What does /lit/ think of Solzhenitsyn? He doesn't appear on the recommended Russian lit on the wiki list in the sticky. Was thinking of picking up a copy of One Day in the Life of Ivan Denisovich, worth reading? Any other suggestions/insights/comments/opinions?
He's the best rebuttal in regards to Mandela-lovers.
Spent years in a Gulag; never once resorted to, or advocated, violent resistance.
He'd spend his free time writing in his cell, only for the guards to come in and invariably destroy his work at the end of day. Then he'd do the same all over again the next day.
>>7889825
Mandela accomplished something politically. What did this sack of fat shit do other than write tripe?
>>7889831
I don't know, just put his name into the archive search and you'll probably find something.
>>7889831
My understanding is that before Gulag Archipelago, people didn't really understand that the USSR was the murderous hellhole that it actually was. People tend to give him the vast credit for exposing that. His works were championed by Kruschev when he became premier and worked to reform Stalinist USSR, though I believe when Brezhnev took over Solzhenitsyn fell back out of favor and was exiled.
>>7889825
>Spent years in a Gulag; never once resorted to, or advocated, violent resistance.

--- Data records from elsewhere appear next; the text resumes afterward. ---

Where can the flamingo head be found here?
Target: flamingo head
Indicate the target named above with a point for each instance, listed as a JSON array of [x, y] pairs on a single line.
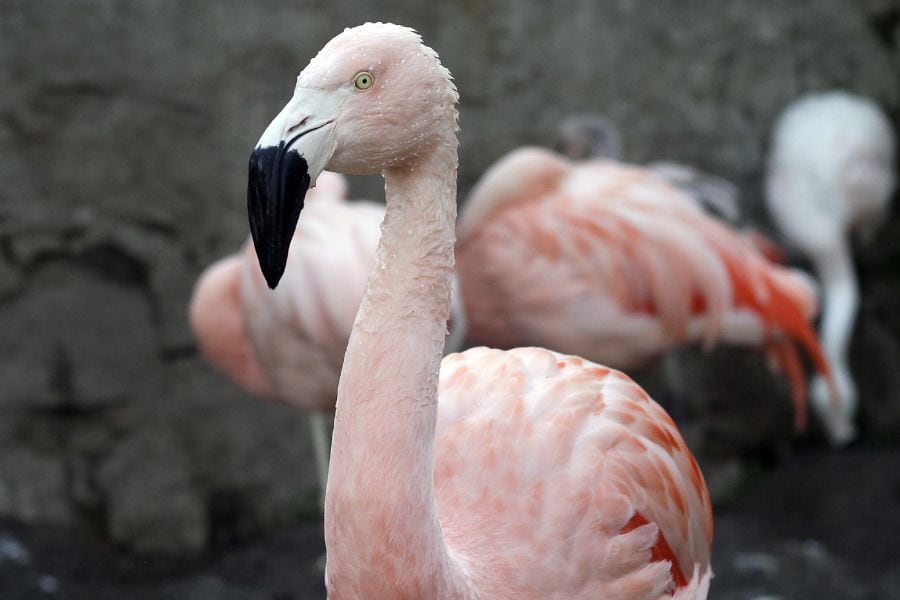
[[374, 98]]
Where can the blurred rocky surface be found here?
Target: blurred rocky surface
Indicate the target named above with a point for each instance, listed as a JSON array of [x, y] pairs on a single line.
[[124, 134]]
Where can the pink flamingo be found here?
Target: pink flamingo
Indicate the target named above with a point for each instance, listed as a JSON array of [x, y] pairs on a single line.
[[492, 474], [613, 263], [831, 174], [289, 345]]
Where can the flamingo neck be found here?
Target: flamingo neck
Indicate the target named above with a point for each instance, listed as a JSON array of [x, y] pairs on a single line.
[[382, 531]]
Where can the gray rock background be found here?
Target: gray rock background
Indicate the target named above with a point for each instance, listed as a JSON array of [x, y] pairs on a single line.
[[125, 128]]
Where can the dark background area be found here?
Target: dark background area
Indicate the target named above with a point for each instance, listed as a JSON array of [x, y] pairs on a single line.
[[128, 468]]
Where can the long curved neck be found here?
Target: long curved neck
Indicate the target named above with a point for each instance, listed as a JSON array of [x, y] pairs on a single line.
[[381, 524], [841, 303]]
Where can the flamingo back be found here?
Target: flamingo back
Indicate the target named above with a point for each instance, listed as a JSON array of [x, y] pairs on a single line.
[[563, 477], [617, 265], [300, 330]]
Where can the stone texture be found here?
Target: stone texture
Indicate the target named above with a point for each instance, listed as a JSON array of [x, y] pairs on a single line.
[[124, 134]]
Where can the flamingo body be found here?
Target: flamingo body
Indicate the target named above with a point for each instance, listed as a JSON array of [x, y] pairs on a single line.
[[525, 473], [289, 344], [535, 450], [613, 263]]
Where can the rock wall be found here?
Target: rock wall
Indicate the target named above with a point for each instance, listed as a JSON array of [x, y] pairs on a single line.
[[125, 129]]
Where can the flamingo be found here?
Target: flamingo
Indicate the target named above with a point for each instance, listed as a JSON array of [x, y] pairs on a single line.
[[289, 345], [612, 262], [490, 474], [830, 175]]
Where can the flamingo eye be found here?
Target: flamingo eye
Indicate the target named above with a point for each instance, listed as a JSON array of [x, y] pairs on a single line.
[[364, 80]]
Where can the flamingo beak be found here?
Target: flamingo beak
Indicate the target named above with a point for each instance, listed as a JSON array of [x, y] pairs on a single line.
[[291, 153]]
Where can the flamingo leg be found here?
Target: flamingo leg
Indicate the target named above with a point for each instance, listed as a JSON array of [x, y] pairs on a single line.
[[318, 428]]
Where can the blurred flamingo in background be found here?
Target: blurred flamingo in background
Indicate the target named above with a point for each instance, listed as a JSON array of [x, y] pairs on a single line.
[[587, 136], [612, 262], [831, 175], [490, 474], [289, 344]]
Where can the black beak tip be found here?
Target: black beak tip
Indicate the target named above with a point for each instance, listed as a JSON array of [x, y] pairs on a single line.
[[277, 184]]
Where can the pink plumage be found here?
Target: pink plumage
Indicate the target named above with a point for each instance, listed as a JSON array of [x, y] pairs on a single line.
[[529, 474], [289, 344], [613, 263], [831, 174]]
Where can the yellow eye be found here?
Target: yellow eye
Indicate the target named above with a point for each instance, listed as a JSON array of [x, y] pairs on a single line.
[[364, 81]]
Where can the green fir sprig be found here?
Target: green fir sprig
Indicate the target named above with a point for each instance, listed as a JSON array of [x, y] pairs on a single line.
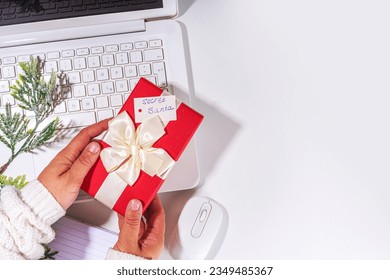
[[20, 133], [19, 182]]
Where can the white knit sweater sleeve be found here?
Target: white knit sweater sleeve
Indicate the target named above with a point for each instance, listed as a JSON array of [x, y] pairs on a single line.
[[116, 255], [25, 221]]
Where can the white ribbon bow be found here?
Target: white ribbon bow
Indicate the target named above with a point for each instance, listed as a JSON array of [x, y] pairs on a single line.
[[131, 150]]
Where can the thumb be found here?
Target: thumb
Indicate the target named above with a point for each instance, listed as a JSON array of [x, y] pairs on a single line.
[[128, 235], [84, 162]]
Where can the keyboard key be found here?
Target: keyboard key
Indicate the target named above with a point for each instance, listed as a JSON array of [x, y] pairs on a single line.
[[102, 74], [130, 71], [74, 77], [78, 91], [23, 58], [105, 114], [107, 87], [141, 45], [133, 82], [116, 100], [41, 56], [97, 50], [88, 104], [112, 48], [155, 43], [116, 73], [67, 53], [9, 72], [65, 65], [108, 60], [121, 86], [152, 55], [82, 51], [122, 58], [9, 60], [79, 63], [136, 56], [88, 76], [72, 120], [144, 69], [101, 102], [93, 61], [126, 47], [53, 55], [159, 70], [51, 66], [93, 89], [151, 79], [60, 108], [73, 105]]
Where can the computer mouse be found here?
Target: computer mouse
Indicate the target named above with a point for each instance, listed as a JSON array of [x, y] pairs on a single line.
[[200, 230]]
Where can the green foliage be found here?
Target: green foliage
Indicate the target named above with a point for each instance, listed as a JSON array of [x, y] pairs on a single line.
[[19, 182], [32, 93], [21, 134]]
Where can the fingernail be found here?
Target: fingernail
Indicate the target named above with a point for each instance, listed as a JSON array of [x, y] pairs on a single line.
[[134, 205], [94, 148]]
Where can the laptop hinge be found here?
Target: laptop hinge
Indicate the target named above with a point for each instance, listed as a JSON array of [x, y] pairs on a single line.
[[59, 34]]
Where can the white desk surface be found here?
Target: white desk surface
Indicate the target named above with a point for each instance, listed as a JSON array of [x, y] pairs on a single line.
[[295, 142]]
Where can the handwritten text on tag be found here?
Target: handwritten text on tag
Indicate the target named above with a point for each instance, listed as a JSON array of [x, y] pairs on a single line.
[[164, 106]]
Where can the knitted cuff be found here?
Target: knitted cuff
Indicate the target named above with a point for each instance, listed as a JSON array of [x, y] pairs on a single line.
[[116, 255], [42, 202]]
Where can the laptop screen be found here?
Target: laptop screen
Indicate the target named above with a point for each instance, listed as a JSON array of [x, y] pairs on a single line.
[[26, 11]]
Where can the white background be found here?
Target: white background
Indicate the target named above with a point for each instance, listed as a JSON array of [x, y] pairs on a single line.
[[295, 142]]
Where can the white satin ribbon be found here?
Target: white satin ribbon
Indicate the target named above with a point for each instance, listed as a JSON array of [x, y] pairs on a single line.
[[131, 149]]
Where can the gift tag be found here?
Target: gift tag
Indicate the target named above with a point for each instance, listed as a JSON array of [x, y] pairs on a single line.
[[164, 106]]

This is a respectful position to take, but this just sounds dumb. This elevates violence with a paper trail over justified resistance. Structural/institutionalized is simply abstracted out due to bureaucracy yet its effects are still harmful. This isn't to say violent resistance ought to be the first option just that it needs to always be on the table.
>>7889862
I think part of the idea is that when he was an officer on the eastern front in WW2, Solzhenitsyn literally witnessed german women and young girls being raped to death by soviet soldiers (part of this is recounted in Prussian Nights)--- I can see how this might sour one for violence.
At any rate, back on topic--- has anyone actually read any Solzhenitsyn?
>>7889891
All I read was A Day in the Life of Ivan Denisovich and didn't care much for it, so I didn't continue. Are his other works much different?
>>7889891
Cancer Ward is bloody good thus far, although depressing in a matter-of-fact way that I really find myself unsure of.
>>7890625
That guy had really seen some shit in his life, eh? It's incredible to me that he could go through all of that and still love his country the way he did.